🤝 Mistral Moves Towards an Open-Source GPT-4 Competitor
Dear curious minds,
Likely you didn’t notice, but I changed the mail address which I use for substack and with that, the address you receive this newsletter from firstname.lastname@example.org to email@example.com. The new address is way shorter and speaks for itself in contrast to the previous one which does not make sense to be used for sending mails.
In this week's issue, I bring to you the following topics:
Mixtral 8x7B: The Open-Source Model That Gets Past GPT-3.5
Song Generation: Microsoft Copilot Expands Its Capabilities with Plugins
Two PKM Legends in One Podcast: Tiago Forte Interviewed by Nick Milo
If nothing sparks your interest, feel free to move on, otherwise, let us dive in!
Thanks for reading! If you are not already subscribed, enter your mail address below to receive new issues and support my work.
🌐🖥️ Mixtral 8x7B: The Open-Source Model That Gets Past GPT-3.5
The Mixtral-8x7B LLM, released under the Apache 2.0 license on December 11th 2023 by Mistral, represents a significant leap in the performance of open-source models.
Its architecture is a Mixture of Experts (MoE), which, if the rumors are correct, is also the architecture used by GPT-4:
one gating network
8 expert models instead of 16 (2x reduction from GPT-4 rumors)
7B parameters per expert instead of 166B (24x reduction from GPT-4 rumors)
The model has a total of 46.7B parameters, but only uses two experts, and with that 12.9B parameters, to generate a token. As a result, it achieves the same speed as a 12.9B model.
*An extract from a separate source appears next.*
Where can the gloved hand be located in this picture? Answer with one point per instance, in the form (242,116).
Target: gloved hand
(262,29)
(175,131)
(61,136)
Besides the benchmark scores shared in the release blog article, the model shows its strength in the chatbot arena and is the best open-source model as of today and even outperforms GPT-3.5 from OpenAI and Gemini Pro from Google.
Mistral, the company which developed the model, is based in Paris (France) and was founded by former Meta and Google employees. They raised 385 Million Euros ($414.41 million) in their second funding round, which put their evaluation to 2 billion Euros, as stated by Reuters.
You can access the model via the Mistral API service, which started in an open-beta. More info, including the sign-up link, in the corresponding platform blog article. Alternatives to running the model are shown in this maginative article.
I started to explore the model myself locally by running a down scaled version using only 3 bits per parameter (quantization) on my Nvidia GeForce 3090 Desktop GPU. As stated on the HuggingFace model page, this version is the largest one which fits completely in the 24GB of GPU memory my card has, but looses some performance by its compression. As a result, I achieved roughly 8 token per second, which feels a bit slower than using most cloud-based LLMs but is still fine. The framework I used to run Mixtral was Ollama, which is my current favorite for executing LLMs locally due to its ease of use.Loading video
The currently most used fine-tuned version of the model is Dolphin-Mixtral which was created by Eric Hartford. It excels in coding tasks, thanks to being trained with additional datasets. Notably, it's uncensored and requires caution in use. Eric's blog post provides further insights into the nuances of using such uncensored models. The model took 3 days to train over 1.5 epochs on 4x A100s and with the current costs of $2 per hour for one A100 GPU, this results in $576 for fine-tuning the model.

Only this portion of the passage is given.